S’il a eu recours à des éléments externes, Guillaume Leingre a aussi opéré avec les “moyens du bord”: sa main (LIVE #4) qu’il posa pendant une minute sur une photographie représentant un moulage de main en plâtre, engageant ainsi directement une partie de son propre corps. Mais aussi la lumière naturelle (LIVE #5) qui, sur un mode minimaliste, est symboliquement venue clore le cycle LIVE en bleutant progressivement des lés de papier photo vierges dispersés sur les murs. Enfin, les éléments intrinsèques au lieu lui-même ont été mis à contribution, comme les murs et l’escalier plus haut évoqués, ainsi que les rideaux de fer servant à obstruer les baies vitrées de l’espace, baissés puis relevés pour y faire pénétrer la lumière dans LIVE #5.

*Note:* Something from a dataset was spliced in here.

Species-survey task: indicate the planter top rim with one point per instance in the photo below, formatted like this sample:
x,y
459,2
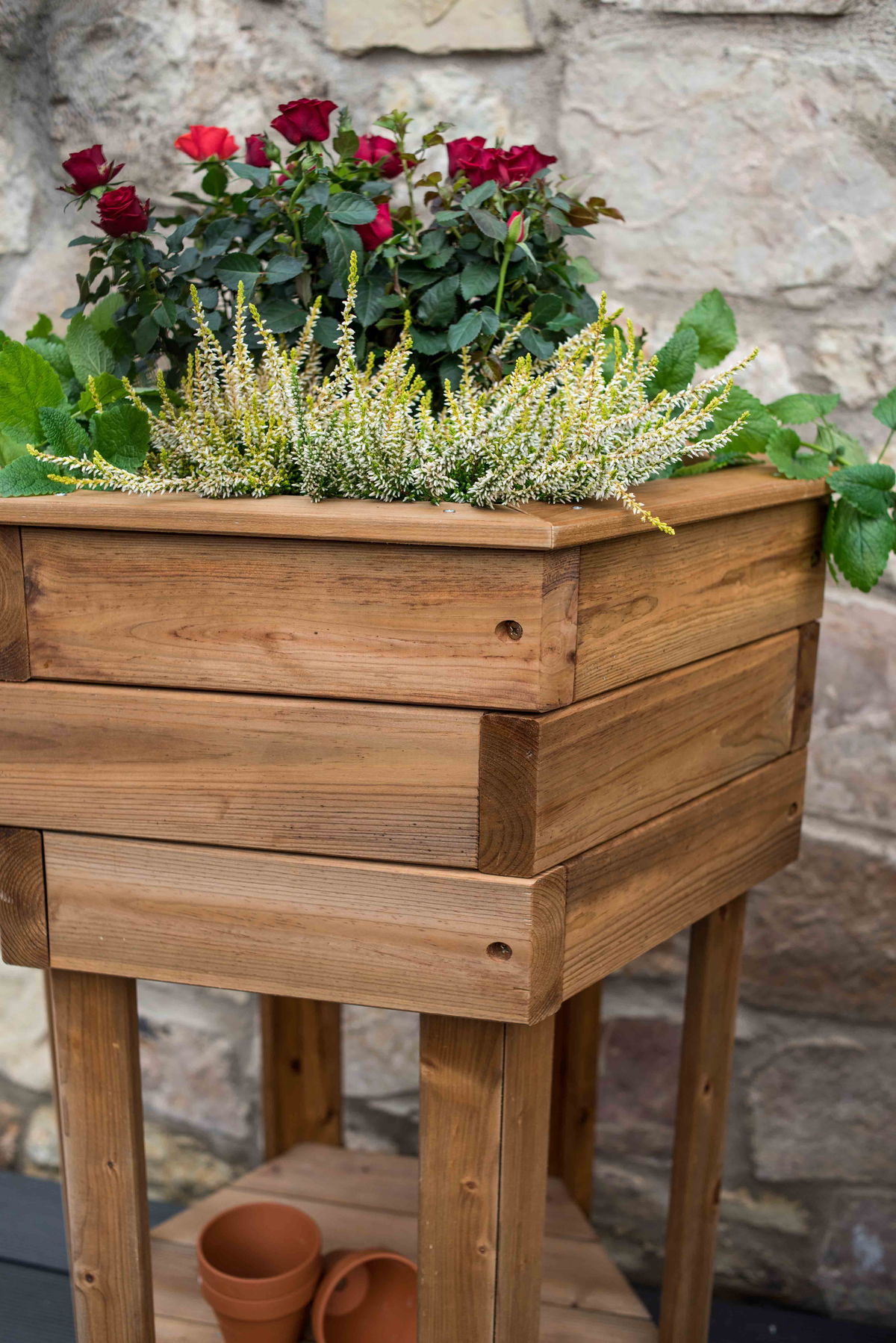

L’ “appareil” de LIVE révèle cette “pauvreté” annoncée dès le début de ce texte, laquelle ne vient en rien contredire, mais au contraire amplifie, la teneur et la tenue conceptuelles, formelles et critiques d’un projet littéralement accompli. Si dire c’est faire, faire c’est dire. Guillaume Leingre, avec peu, a fait beaucoup et, bien que sans voix, ne nous en a pas dit moins sur l’art et ses moyens.



(1) L
e sol est également paré lors du LIVE #4, recouvert d’une moquette noire retroussée au pied des murs.
(2) Au sujet des objets de la performance, on pourra signaler l’exposition “Faire des choses avec des mots” ayant réuni les figures de Guy de Cointet, Mike Kelley, Paul McCarthy et Catherine Sullivan au Crac Languedoc-Roussillon à Sète, en 2007. Et, dans un registre plus mutique, l’exposition d’Éric Mangion et Marie de Brugerolle “Ne pas jouer avec les choses mortes”, présentée à la Villa Arson en 2008 et montrant, tels des reliques, des objets utilisés lors de performances.
(3) Si les murs fonctionnent, à l’instar de la photographie, comme un “certificat de présence” (Barthes), attestant l’existence de chaque performance, voire comme une installation “post-performative” à part entière, leur très courte durée de vie en l’état abolit toute tentative de réification à leur égard et en contrarie la pérennité.

Texte publié dans le catalogue "LIVE", Point éphémère, 2010.